The Home of the Whopper is going cage-free (at least when it comes to bacon and eggs). The Los Angeles Times and NPR gave Burger King shout-outs yesterday for promising to phase out all pork produced from animals housed in gestation crates (see above) by 2017. The chain will also stop serving eggs laid by caged chickens.
This is the biggest move yet by a fast food leader to improve the welfare of animals in its food supply. Activists rightly applaud it. However, the Times noted -- pointedly, I thought -- that the announcement came one day after news that a California dairy cow was diagnosed with bovine spongiform encephalopathy, or mad cow disease. The animal represented only the fourth mad cow case ever detected in the United States and the first since 2006.
Is Burger King lobbing a preemptive strike against concerns for the health and safety of its food supply? Or is this just the latest move in a chain reaction running through the fast food industry? My guess: It’s probably both. The mad cow announcement is bound to shake Americans. While we may have grown used to (if not, I hope, resigned to) E. coli in ground beef, we still tend to get the willies when it comes to Variant Creutzfeld-Jakob. This human disease is brought on by the same protein that causes BSE in cows -- and it's always fatal. These fears are sort of like worrying about dying in a plane crash (the equivalent of mad cow) when you drive to work on the freeway every morning (E. coli). Noted food safety and nutrition expert Marion Nestle agrees with me: read her take on mad cow mania.
The mad cow ick factor, however, isn’t just about what the disease does to its victims, bovine or human. There's also the distate for how it spreads: animals that are normally herbivorous forced to eat their own species by the factory farm system. In England, where mad cow famously erupted in 1986, cattle and other domestic animals were eating feed made with “high risk” cattle parts, like brain and spinal tissue. Consuming this tissue can infect the eater with the prions, or specialized proteins, that cause BSE. Did I mention, ick?
As for following the industry trend of bettering the lives of livestock, Reuters reported as early as 2007 that Burger King was improving conditions for its chickens. So the restaurant's news isn’t all that new. But perhaps the company thought it bore repeating in a year that has seen a flurry of fast-food behemoths trying to alter the perception of their products as cruel, unhealthy, or both. After Chipotle struck gold touting its ethical meat bona fides with a feel-good Willie Nelson ad in January (see my assessment here), McDonald’s announced its own ban-to-come of pork raised in gestation crates, timing TBD. Wendy’s, which has long touted its “fresh, never frozen” burgers, was one of the first fast food chains to consider higher ethical standards for meat, announcing in 2007 that it would move away from crated pork. The company also clambered aboard the safe meat bandwagon during last month’s pink slime debacle, reminding consumers that (unlike rival McDonald’s) it had never used finely textured beef (the proper name for pink slime) in its products. (McDonald’s dropped the use of the product at the end of January.)
And what about the BK Whopper?
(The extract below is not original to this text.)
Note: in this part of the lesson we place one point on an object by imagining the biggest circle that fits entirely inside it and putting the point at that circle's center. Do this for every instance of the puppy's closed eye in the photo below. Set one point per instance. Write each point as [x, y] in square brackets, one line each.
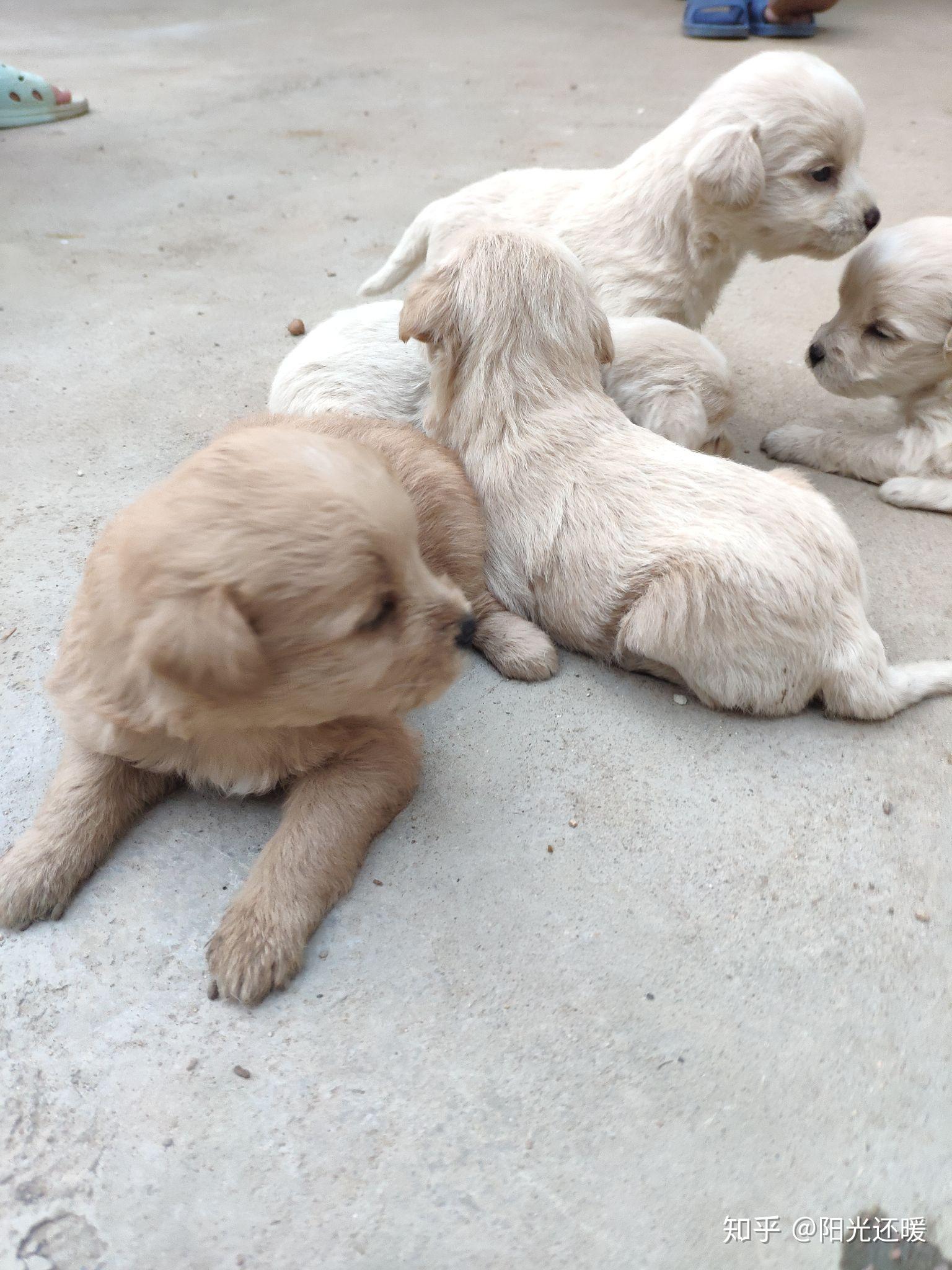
[876, 331]
[380, 615]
Burger King also gave up slime this year, but otherwise, its only official policy regarding beef is to use cows raised in an “environmentally responsible way," meaning that the beef is not from “recently deforested tropical rainforests." This policy was first announced in 1987, when the company was threatened with a boycott by the Rainforest Action Network.
It’s progress, and it’s slow. If you’ve seen pictures of pigs who spend their entire lives in those crates (they leave them only to give birth), you’ll think twice about buying products made from them, so even small changes are welcome. However, I still think that avoiding highly processed fast foods is your best choice, whether for your health, the planet’s, or that of the animals we continue to raise for food.